ECLI:NL:RBMNE:2024:5175
Rechtbank Midden-Nederland
- Verschoning
- Rechtspraak.nl
Toewijzing van een verschoningsverzoek in een strafzaak wegens mogelijke schending van de rechterlijke onpartijdigheid
Op 29 augustus 2024 heeft de Rechtbank Midden-Nederland, in de verschoningskamer, een verzoek tot verschoning toegewezen. Dit verzoek was ingediend door mr. D. Riani el Achhab, de strafrechter die betrokken was bij de behandeling van vier hoofdzaken. De aanleiding voor het verzoek was een incident waarbij de advocaat van de verdachte per ongeluk een geheimhouderstuk, een gespreksnotitie, had verzonden naar verzoekster. Verzoekster had dit stuk deels gelezen voordat de advocaat het opnieuw verzond zonder de vertrouwelijke bijlage. Gezien de inhoud van de gespreksnotitie was verzoekster van mening dat haar onpartijdigheid in het geding was, niet alleen in de zaak van de verdachte, maar ook in de zaken van de medeverdachten, die beschuldigd werden van medeplegen en deelname aan een crimineel samenwerkingsverband.
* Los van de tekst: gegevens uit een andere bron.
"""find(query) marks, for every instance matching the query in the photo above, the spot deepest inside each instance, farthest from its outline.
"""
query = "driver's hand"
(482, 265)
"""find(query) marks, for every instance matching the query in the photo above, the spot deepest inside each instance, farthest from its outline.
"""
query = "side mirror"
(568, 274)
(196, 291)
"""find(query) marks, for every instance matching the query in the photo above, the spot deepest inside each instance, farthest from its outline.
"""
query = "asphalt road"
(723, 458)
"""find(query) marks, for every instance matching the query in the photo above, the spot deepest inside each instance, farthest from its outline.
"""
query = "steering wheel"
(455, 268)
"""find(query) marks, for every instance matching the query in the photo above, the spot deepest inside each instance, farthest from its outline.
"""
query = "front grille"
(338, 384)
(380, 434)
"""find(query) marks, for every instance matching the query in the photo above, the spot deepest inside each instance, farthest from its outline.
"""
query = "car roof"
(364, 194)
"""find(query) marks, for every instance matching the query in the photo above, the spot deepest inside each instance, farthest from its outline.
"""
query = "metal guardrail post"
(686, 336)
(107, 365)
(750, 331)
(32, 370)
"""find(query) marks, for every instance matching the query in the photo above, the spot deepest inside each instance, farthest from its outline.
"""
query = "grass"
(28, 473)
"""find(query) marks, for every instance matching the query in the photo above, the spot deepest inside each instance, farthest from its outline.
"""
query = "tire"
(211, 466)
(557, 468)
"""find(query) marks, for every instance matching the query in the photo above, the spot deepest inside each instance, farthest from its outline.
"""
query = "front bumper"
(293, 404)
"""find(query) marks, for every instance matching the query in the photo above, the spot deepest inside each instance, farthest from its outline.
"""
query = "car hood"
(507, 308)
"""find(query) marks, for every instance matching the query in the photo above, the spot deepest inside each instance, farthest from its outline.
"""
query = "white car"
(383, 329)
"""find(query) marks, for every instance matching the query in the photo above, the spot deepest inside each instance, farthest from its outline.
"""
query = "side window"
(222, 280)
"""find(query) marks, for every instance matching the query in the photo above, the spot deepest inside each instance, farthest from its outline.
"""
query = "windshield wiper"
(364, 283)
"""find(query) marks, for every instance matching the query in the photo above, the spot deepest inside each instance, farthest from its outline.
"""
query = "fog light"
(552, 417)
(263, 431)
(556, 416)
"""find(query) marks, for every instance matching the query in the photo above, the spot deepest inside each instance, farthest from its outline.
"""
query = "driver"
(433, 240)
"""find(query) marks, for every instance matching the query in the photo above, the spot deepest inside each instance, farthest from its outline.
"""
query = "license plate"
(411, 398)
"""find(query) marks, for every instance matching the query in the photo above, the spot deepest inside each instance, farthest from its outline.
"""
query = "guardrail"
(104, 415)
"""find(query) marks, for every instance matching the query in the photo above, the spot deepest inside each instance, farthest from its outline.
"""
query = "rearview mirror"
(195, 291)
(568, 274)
De verschoningskamer heeft de feiten en omstandigheden van het verzoek beoordeeld aan de hand van artikel 517 van het Wetboek van Strafvordering. Dit artikel stelt dat rechters zich kunnen verschonen indien er feiten of omstandigheden zijn die de rechterlijke onpartijdigheid in gevaar kunnen brengen. De verschoningskamer oordeelde dat de rechterlijke onpartijdigheid door het lezen van het geheimhouderstuk inderdaad schade kon lijden, wat ook van toepassing was op de medeverdachten. Daarom werd het verzoek tot verschoning in alle vier de hoofdzaken toegewezen.
De beslissing werd genomen door een meervoudige kamer, bestaande uit de voorzitter mr. J.G. Nicholson en de leden mr. L.C. Michon en mr. N.M. Spelt, met mr. S. Bazaz als griffier. De uitspraak werd openbaar gedaan op dezelfde dag, en tegen deze beslissing staat geen rechtsmiddel open.